Specifically, to a UDCA-resistant patient with PBC who does not
show improvement even when ursodeoxycholic acid (UDCA) is
administered, Compound A, a salt thereof, or a solvate thereof can
be administered in place of UDCA or in combination with UDCA. Where
Compound A, a salt thereof, or a solvate thereof is used in
combination with UDCA, Compound A, a salt thereof, or a solvate
thereof, and UDCA may be administered singly alone, or
simultaneously using a pharmaceutical composition containing both
of the components to a patient with PBC. In a case of administering
singly alone, either Compound A, a salt thereof, or a solvate
thereof, or the UDCA may be administered first.
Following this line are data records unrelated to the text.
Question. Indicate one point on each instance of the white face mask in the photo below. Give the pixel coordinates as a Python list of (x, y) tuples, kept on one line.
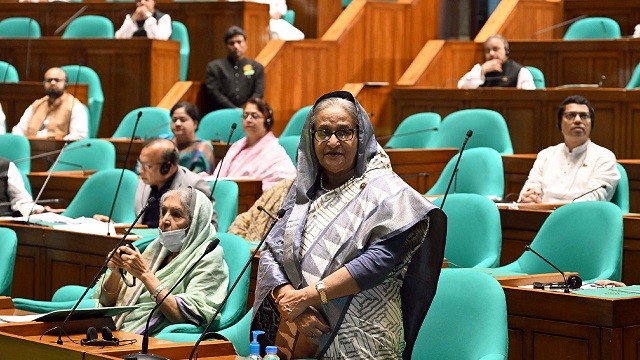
[(173, 240)]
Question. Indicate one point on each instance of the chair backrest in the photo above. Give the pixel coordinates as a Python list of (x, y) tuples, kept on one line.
[(154, 122), (593, 28), (621, 195), (290, 145), (226, 194), (467, 319), (634, 82), (236, 254), (216, 125), (19, 27), (86, 75), (538, 77), (8, 73), (89, 26), (96, 196), (180, 34), (87, 154), (593, 248), (474, 234), (16, 147), (415, 132), (8, 250), (489, 130), (295, 124), (475, 161)]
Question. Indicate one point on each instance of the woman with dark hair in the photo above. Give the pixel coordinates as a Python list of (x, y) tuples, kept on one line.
[(196, 154), (258, 155)]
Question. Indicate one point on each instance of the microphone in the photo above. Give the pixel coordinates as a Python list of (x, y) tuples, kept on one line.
[(205, 332), (95, 279), (215, 182), (589, 192), (46, 181), (574, 281), (73, 17), (385, 137), (552, 27), (126, 160), (455, 168), (143, 354)]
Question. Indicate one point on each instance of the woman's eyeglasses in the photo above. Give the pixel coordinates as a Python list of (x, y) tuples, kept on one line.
[(342, 134)]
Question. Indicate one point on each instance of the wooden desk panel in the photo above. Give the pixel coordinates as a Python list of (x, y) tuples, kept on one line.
[(133, 73)]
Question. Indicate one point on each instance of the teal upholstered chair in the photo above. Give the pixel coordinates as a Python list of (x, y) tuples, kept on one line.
[(154, 122), (294, 125), (585, 237), (99, 155), (474, 235), (95, 97), (8, 73), (593, 28), (538, 77), (226, 194), (180, 34), (634, 82), (290, 145), (89, 26), (216, 125), (413, 132), (489, 130), (16, 148), (96, 196), (8, 249), (480, 172), (621, 195), (467, 319), (19, 27), (236, 254)]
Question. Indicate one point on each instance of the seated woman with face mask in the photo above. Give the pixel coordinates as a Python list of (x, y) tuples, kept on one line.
[(185, 231)]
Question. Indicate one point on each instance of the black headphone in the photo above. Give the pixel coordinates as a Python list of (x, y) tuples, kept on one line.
[(92, 338)]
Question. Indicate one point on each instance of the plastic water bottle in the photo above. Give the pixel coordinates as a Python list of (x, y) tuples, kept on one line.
[(254, 346), (272, 353)]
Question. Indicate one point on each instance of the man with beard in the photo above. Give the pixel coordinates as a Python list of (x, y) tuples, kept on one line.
[(235, 79), (58, 115)]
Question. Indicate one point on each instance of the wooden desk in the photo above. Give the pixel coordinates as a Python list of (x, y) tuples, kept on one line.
[(151, 65), (554, 325)]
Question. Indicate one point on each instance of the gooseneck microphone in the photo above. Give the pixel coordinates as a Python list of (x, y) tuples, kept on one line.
[(589, 192), (215, 182), (455, 168), (95, 279), (574, 281), (143, 354), (205, 332), (124, 166)]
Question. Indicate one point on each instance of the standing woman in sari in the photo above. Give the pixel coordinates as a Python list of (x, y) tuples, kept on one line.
[(330, 281)]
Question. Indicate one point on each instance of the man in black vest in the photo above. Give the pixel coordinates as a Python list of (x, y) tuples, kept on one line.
[(497, 70)]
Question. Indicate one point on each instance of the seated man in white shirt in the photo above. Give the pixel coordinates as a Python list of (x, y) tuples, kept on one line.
[(576, 169), (497, 70), (58, 115)]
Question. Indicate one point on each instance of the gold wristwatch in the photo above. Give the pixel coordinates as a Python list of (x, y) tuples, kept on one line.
[(321, 290)]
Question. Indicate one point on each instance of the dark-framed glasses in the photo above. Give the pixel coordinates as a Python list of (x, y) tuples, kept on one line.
[(571, 115), (341, 134)]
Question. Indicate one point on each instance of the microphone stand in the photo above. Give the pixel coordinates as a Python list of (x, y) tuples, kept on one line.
[(95, 279), (143, 354), (455, 168), (206, 332)]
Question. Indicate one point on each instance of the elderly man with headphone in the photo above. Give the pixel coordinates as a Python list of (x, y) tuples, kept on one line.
[(497, 70), (576, 169)]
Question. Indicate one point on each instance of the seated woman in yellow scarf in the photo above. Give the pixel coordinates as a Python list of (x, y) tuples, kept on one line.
[(185, 231)]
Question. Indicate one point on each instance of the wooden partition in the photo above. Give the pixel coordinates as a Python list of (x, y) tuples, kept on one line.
[(531, 114), (206, 21)]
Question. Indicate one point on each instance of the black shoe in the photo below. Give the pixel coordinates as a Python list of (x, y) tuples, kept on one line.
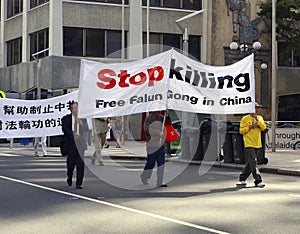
[(162, 185), (69, 181), (144, 181)]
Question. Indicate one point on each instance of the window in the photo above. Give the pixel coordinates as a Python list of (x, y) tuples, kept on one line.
[(192, 4), (34, 3), (172, 40), (179, 4), (163, 42), (38, 42), (95, 46), (114, 43), (154, 3), (73, 41), (289, 107), (154, 44), (172, 3), (14, 7), (14, 51), (195, 46), (107, 1), (92, 42), (288, 54)]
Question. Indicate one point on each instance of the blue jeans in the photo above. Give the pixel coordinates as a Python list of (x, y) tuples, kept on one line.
[(159, 157)]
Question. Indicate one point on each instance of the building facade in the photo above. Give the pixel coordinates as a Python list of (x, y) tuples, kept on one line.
[(60, 32)]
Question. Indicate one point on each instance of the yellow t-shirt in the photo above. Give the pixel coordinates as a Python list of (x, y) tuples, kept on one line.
[(252, 136)]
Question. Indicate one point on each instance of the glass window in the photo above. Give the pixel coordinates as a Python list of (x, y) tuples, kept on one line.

[0060] In one embodiment of the present invention, a pharmaceutical
composition containing Compound A, a salt thereof, or a solvate
thereof can be prepared in a dosage form of, for example, a tablet,
a capsule, granules, powder, lotion, ointment, an injection, or a
suppository by using other pharmaceutically acceptable carriers.
These preparations can be produced by a known method.
[0061] In one embodiment of the present invention, Compound A, a
salt thereof, or a solvate thereof can be administered by oral
administration or parenteral administration, and preferably
administered by oral administration. In addition, the
therapeutically effective amount and the frequency of
administration of Compound A, a salt thereof, or a solvate thereof
vary depending on, for example, the body weight, age, sex, and
symptom of a patient, however, can be appropriately set by those
skilled in the art. For example, usually, in a case of an adult, as
Compound A, 0.05 to 0.8 mg can be administered once or in 2 or 3
divided doses per day, preferably 0.2 to 0.4 mg is administered
once or in 2 divided doses per day, and more preferably 0.1 to 0.8
mg is administered once or in 2 divided doses per day.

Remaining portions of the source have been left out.